The third tokcha has a prominent beak-like protuberance and might have represented the Garuda. It has been drilled with a hole at the top and another at the bottom to allow it to be either suspended as a pendant, attached to clothing, or used to secure an amulet bundle. It has much wear.
Tokchas (also spelt as thokcha, tokche, thogchak, thog-lcag, or thogchag) are small ‘found’ ancient, sacred objects that went on to serve as votive talismans, and which were valued for their magical properties. Usually they are of bronze or copper alloy. Many are believed to also contain some meteoric metal. Tibetans highly prized them and would wear them to protect them and to absorb evil. Usually they were hung from the neck or attached to clothing, but also were sewn onto amulet pouches or attached to religious articles. They were also used by Tibetan shamans – healers, spirit-mediums and magicians – as part of their ‘tools’ of trade.
Particularly effective or powerful tokchas would be sold on or passed down through the generations. Accordingly, genuine and powerful tokchas should show a great deal of wear, as in the case of the example here.
It is likely that many tokchas originally were belt fittings or ornaments either from Tibet or from the Eurasian Steppes and Central Asia or Persia, and were traded into Tibet along Silk Road trading routes. Others were purpose-made as talismans, which explains why some genuine tokchas can be very similar. The traditional belief however, was that tokchas were not made by humans and even that they had simply fallen from the sky.

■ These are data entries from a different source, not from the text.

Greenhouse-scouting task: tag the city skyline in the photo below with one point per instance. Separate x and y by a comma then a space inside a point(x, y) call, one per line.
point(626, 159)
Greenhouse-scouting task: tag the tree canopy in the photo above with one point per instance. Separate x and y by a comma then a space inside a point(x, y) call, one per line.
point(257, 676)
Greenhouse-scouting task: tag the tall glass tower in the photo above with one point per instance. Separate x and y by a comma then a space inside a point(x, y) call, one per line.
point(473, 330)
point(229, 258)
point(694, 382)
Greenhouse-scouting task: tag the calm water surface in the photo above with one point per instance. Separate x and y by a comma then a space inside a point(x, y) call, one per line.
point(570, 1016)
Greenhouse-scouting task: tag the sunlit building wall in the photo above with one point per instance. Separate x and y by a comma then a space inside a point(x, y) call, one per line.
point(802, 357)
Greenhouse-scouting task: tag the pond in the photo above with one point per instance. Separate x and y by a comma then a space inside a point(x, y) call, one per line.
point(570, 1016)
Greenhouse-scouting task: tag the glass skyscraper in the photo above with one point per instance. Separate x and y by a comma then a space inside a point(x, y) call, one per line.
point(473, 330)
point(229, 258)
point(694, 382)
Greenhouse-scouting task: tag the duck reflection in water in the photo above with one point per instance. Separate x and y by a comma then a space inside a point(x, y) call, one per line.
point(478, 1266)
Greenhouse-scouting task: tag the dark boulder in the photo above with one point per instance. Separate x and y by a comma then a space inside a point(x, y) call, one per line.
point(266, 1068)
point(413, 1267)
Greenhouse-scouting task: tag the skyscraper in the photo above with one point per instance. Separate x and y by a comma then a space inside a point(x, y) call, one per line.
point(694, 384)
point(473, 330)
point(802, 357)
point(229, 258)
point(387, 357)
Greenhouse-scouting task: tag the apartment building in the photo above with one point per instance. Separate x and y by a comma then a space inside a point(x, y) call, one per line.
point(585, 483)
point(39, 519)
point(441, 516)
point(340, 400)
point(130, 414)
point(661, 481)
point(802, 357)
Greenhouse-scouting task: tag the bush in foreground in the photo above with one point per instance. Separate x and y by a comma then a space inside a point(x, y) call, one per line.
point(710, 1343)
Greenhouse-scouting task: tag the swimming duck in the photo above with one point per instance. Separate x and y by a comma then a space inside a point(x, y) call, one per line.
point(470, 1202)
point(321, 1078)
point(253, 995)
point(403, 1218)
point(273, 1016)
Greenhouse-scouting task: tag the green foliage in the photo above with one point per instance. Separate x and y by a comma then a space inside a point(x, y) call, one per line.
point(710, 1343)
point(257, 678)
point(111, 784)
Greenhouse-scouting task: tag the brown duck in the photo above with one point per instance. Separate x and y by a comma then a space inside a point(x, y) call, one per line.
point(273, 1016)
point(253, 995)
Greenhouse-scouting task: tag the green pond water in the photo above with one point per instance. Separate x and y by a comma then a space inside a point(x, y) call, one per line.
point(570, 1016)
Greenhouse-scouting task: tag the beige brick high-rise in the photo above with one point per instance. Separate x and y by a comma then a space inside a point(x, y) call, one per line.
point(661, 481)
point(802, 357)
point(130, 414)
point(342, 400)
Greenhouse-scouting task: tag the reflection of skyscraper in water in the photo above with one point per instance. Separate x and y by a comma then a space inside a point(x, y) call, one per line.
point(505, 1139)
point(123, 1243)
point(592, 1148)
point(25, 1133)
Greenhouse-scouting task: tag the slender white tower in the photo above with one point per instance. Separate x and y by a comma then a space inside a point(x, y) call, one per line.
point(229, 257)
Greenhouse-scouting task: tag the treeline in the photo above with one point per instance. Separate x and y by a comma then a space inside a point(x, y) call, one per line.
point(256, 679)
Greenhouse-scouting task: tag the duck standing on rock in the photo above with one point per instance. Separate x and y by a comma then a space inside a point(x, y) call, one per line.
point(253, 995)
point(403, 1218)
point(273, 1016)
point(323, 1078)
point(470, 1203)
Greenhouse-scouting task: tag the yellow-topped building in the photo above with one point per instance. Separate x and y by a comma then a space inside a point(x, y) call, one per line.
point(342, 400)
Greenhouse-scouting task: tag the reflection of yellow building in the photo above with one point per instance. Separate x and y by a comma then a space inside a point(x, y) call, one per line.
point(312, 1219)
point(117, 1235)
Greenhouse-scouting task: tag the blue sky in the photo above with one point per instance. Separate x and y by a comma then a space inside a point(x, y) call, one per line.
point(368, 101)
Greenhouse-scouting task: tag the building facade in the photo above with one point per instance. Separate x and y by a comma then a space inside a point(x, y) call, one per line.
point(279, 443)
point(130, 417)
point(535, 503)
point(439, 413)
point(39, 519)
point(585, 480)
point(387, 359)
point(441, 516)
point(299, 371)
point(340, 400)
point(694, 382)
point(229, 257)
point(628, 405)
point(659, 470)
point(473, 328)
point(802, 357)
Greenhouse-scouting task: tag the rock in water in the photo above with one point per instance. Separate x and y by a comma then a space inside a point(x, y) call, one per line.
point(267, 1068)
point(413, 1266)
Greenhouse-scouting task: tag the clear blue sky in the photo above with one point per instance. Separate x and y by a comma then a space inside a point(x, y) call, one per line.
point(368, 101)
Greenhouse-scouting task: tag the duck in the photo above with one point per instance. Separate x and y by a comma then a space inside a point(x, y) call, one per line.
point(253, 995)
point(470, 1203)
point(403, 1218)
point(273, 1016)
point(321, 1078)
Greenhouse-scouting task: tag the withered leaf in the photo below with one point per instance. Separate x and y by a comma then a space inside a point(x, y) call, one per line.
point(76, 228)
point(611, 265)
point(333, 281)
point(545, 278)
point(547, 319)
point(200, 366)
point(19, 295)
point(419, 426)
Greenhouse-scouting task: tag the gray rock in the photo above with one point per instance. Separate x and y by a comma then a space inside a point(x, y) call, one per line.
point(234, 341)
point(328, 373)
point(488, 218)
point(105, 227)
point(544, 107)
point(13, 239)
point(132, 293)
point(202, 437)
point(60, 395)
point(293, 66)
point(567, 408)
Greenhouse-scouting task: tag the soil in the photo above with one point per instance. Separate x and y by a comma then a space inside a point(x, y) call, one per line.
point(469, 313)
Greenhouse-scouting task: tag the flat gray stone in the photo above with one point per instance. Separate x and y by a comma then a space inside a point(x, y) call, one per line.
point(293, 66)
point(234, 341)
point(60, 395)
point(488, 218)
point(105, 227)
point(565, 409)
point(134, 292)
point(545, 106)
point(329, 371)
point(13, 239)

The animal motifs employed in many tokchas suggest a linkage to Tibet’s pre-Buddhist Bon past. (Buddhism was introduced to Tibet in the early 7th century.)
The examples here all have much wear and visible age.
References
Bashkanov, M., M. Bashkanov, P. Petrov, & N. Serikoff, Arts from the Land of Timur: An Exhibition from a Scottish Private Collection, Sogdiana Books, 2012.
Borel, F., The Splendour of Ethnic Jewelry: From the Colette and Jean-Pierre Ghysels Collection, Thames & Hudson, 1994.
Ghose, M. (ed.), Vanishing Beauty: Asian Jewelry and Ritual Objects from the Barbara and David Kipper Collection, Art Institute of Chicago, 2016.
Heller, A., Early Himalayan Art, Ashmolean Museum, 2008.
Henss, M., Buddhist Ritual Art of Tibet: A Handbook on Ceremonial Objects and Ritual Furnishings in the Tibetan Temple, Arnoldsche, 2020.
Reynolds, V. et al, From the Sacred Realm: Treasures of Tibetan Art from the Newark Museum, Prestel, 1999.